The government is proposing a new "biodiversity credits" system, as it brings in new regulations requiring councils to plan for protecting local wildlife.
It is also funding pilots of new projects including employing "regional biodiversity coordinators"; using drones to plant native seeds; and using targeted sprays from helicopters to control weeds.
Consultation on the credits will be open until 3 November - after the mid-October election, so it would be up to the next government to respond.
The new regulations for councils- contained in the new National Policy Statement for Indigenous Biodiversity, which includes rules for Significant Natural Areas - will be phased in from 4 August.
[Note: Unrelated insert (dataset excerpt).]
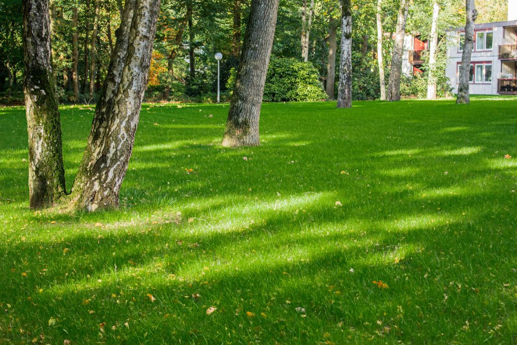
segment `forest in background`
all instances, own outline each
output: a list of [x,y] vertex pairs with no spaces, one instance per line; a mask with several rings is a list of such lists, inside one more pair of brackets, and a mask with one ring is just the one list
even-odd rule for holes
[[[429,36],[432,2],[421,0],[412,3],[407,32],[418,33],[424,39]],[[445,31],[464,25],[464,2],[440,2],[439,71],[444,70],[446,61],[448,42],[444,38]],[[392,46],[390,38],[395,30],[399,3],[382,1],[383,48],[388,67]],[[352,4],[353,95],[355,99],[376,99],[379,94],[377,2],[356,0]],[[146,100],[215,101],[217,63],[214,54],[216,52],[224,56],[221,83],[222,100],[227,100],[232,72],[240,57],[249,5],[246,0],[163,0]],[[479,0],[476,6],[479,12],[477,23],[506,19],[506,0]],[[60,102],[96,101],[116,39],[116,28],[123,6],[122,0],[50,2],[52,65]],[[339,73],[339,63],[336,63],[339,56],[339,18],[337,0],[281,1],[272,50],[272,64],[275,65],[268,73],[266,100],[321,99],[329,82],[330,89],[333,86],[337,92],[334,84]],[[329,54],[331,47],[336,51],[333,55]],[[329,65],[332,64],[336,66],[334,75],[329,76]],[[447,81],[444,73],[438,74],[442,76],[438,94],[446,95]],[[311,91],[301,98],[287,95],[288,88],[284,87],[284,91],[277,86],[281,86],[282,81],[288,77],[300,83],[301,88]],[[21,3],[3,0],[0,3],[0,104],[23,102],[23,78]],[[408,76],[403,80],[402,94],[421,96],[427,85],[425,72],[417,78]],[[273,93],[269,99],[268,87],[273,90],[270,94]]]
Associate Environment Minister James Shaw unveiled the plans at Kororipo Heritage Park in Kerikeri on Friday.
He said with 63 percent of New Zealand's ecosystems and a third of native species threatened - or at risk of extinction - the plan would aim to halt the decline of nature due to human activity.
"Aotearoa is home to natural taonga found nowhere else on earth. While some native species' populations are improving, many are in decline. Reversing this decline and making sure our native plants and animals are healthy and resilient is a priority for our government," he said.
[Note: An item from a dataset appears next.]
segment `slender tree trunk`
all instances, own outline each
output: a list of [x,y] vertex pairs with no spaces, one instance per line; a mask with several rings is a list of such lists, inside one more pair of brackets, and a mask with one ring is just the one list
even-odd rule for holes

A biodiversity credits system would allow people and philanthropic organisations to finance "native-positive" actions, including on whenua Māori, Shaw said.
"Landowners, land managers, farmers, and Maōri should be looking at their wild spaces as a taonga, but also as a valuable source of supplementary income. This can then be used to support on-the-ground conservation, like reforestation, wetland restoration, or planting native vegetation," he said.
It could also help close the economic gap between exotic and native forestry - promoting more effective emissions reduction and improving stormwater absorption.
The government's discussion document seeks feedback on how such a system should be set up, and what role the government should have in it.
After consultation closes on 3 November, the Department of Conservation and Ministry for the Environment will make recommendations to the government.
National policy statement
The National Policy Statement for Indigenous Biodiversity would also for the first time require all regional councils to prepare a strategy for biodiversity.
Shaw said councils had been required for the past 30 years to "take care of important wildlife habitats" but that had not been clearly defined or supported.
The specific changes for land use would depend on how each council identified and managed its "Significant Natural Areas" which until recently had no clear definition.
The move to impose a single method for identifying SNAs came under fire from protesters and landowners who feared it would mean losing control of private land, or facing restrictions on what they could do with it.
The policy statement however applies to councils rather than landowners, giving the local authorities flexibility on how they manage adverse effects in SNAs.
Shaw on Friday said activities including grazing could continue, provided their effects remained at the same level and did not increase the loss of native plants.
He also said a tailored approach had been created for Māori land, which was often a home to a significant amount of indigenous vegetation.
"This will prevent Māori land from being excessively affected by the NPSIB and will allow Māori to meet their aspirations for the use of their land and care for the environment," he said.
Councils would also need to restore important areas that had degraded over time, and monitor biodiversity. Their policy statements and plans will need to be in place within five years from when the NPS takes effect, with changes publicly notified within eight years of implementation.
New tools being tested
The government also announced a series of new tools being funded and worked on for protecting biodiversity.
- Regional Biodiversity Coordinators: Specialists from Reconnecting Northland and the Sustainable South Canterbury Trust will help ensure the most successful approaches are being used for protection, enhancement and restoration of native wildlife in rural areas. These pilots will run for 12 months and will show what works well and where more support might be needed.
- Drone seed planting: Aerial native seed pods delivered by drone are being tested to find out more about costs and other challenges to restoring biodiversity over large areas in difficult, isolated terrain. The test project has involvement from the government as well as the University of Otago and Auckland company Envico Technologies.
- Targeted heli spraying: Aerial tree and shrub weed control will be targeted using a helicopter-mounted, automatic spray boom. It aims to reduce costs, herbicide use and carbon emissions. This test project has involvement from the government, Scion research, and the University of Canterbury.
- Digital biodiversity platform: Online information, tools, resources, and a directory of biodiversity expertise across New Zealand are being developed and tested to support for conservation efforts. Could be used to support implementation of the National Policy Statement.